Lebanese Home Cooking, from Quarto Eats, has all my favourite food words in its title. In the 1980s a friend took me to a Lebanese restaurant in Soho and I was knocked out. Every dish appealed in new, refreshing ways. Tahini, beans, yogurt, lemons, olive oil, garlic. These are now my favourite ingredients. Versatile and health-giving, they are always in the kitchen.
(My posts on making home-made yogurt and hummus both of which I eat almost daily).
Writing about the Lebanese market founded in 2004, The New York Times says that Souk El Tayeb (“market of good”): “reconciles Lebanon’s warring factions through their common love of their food.”
Kamal Mouzawak writes: Food is a window – “the best way to look into people’s lives.”
Make food, not war.
Kamal Mouzawak is full of practical wisdom and inspiring encouragement. The recipes are simple. He says souk food is easy and fast – how I like to cook.
Tahini sauce – Tarator
Garlic 1 clove or more
240g tahini (sesame paste)
Juice of 3 lemons
1 tablespoon of olive oil.
Crush garlic with little salt, add to tahini in the bowl, and add the lemon juice. Tahini will thicken so continue stirring with a fork and add more lemon juice if needed. The mixture will be smooth. Season with salt to taste, blend in olive oil and serve. Good over dark leafy vegetables.
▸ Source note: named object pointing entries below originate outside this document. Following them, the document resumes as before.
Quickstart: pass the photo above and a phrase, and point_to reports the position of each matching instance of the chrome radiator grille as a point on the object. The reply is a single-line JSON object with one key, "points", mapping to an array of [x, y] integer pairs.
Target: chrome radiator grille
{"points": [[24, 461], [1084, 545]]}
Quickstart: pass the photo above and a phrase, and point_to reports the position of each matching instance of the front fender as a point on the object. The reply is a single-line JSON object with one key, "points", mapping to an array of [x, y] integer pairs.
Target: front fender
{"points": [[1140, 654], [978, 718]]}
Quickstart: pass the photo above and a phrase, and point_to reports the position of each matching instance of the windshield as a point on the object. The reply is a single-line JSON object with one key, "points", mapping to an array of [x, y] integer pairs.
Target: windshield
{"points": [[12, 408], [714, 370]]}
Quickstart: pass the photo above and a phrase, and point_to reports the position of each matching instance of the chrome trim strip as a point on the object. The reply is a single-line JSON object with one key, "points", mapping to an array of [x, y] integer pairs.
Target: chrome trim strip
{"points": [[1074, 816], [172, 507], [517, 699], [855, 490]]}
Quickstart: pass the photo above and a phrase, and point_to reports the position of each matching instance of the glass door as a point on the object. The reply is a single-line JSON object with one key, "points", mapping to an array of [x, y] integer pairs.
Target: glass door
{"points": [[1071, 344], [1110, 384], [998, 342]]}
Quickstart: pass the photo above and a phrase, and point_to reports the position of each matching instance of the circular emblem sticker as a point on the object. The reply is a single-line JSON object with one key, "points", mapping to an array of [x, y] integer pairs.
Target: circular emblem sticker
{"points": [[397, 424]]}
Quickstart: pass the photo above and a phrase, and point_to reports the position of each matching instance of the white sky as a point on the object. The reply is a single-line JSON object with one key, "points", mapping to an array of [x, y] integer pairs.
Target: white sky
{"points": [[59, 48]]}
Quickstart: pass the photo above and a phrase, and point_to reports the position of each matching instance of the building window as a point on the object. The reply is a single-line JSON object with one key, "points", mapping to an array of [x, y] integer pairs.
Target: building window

Fava bean stew – foul medamass
I love the addition of quartered lemons to this fava bean stew.
120g small brown beans
1 onion peeled halved
Garlic
Handful split yellow lentils
1 lemon plus juice of 2 lemons
80 ml olive oil
Ground cumin and salt.
Soak beans overnight. Drain. Add onion halves, garlic and lentils. Add water to cover by 2 fingers. Cook beans for several hours to be mushy. Add quartered lemons 20 minutes before the end. Take off heat and add lemon juice, olive oil, cumin and salt to taste.
Souk food – soul food.
PS On the subject of tahini sauce, I came across this amazing recipe by UK chef and co-owner of Wahaca, Thomasina: Tagliatelle with blue cheese, tahini and caramelised onions. Straining the yogurt and adding tahini makes this into a luxurious and creamy dish, yet it is light too. Comfort food – recommend!
The original recipe (serves 4-6). Here follows my mini-version:
Cook 900g sliced onions slowly (25 mins) in 4 teaspoons olive oil + 30g butter. Cook 450g pasta (I use buckwheat noodles), adding 300g frozen peas in the last three minutes of cooking. Drain pasta and peas but keep 250ml of the cooking water. Strain 450g of Greek natural yogurt. (I added the residual ‘yogurt water’ to the pasta cooking water because I hate waste.).
Put pasta in a bowl. Beat reserved pasta water into strained yogurt, and season. Then add to pasta, so it absorbs sauce for a few minutes. Add more of the cooking water gradually until you have a “silky pile of pasta”. Crumble 100g blue cheese over your luxurious pasta pile, and top with the caramelised onions.
And, finally, a picture of Rafic’s (see comments) Lebanese restaurant in London. Mezza of Lebanon (1968 – 2004) was at 262 Kensington High Street, near Holland Park.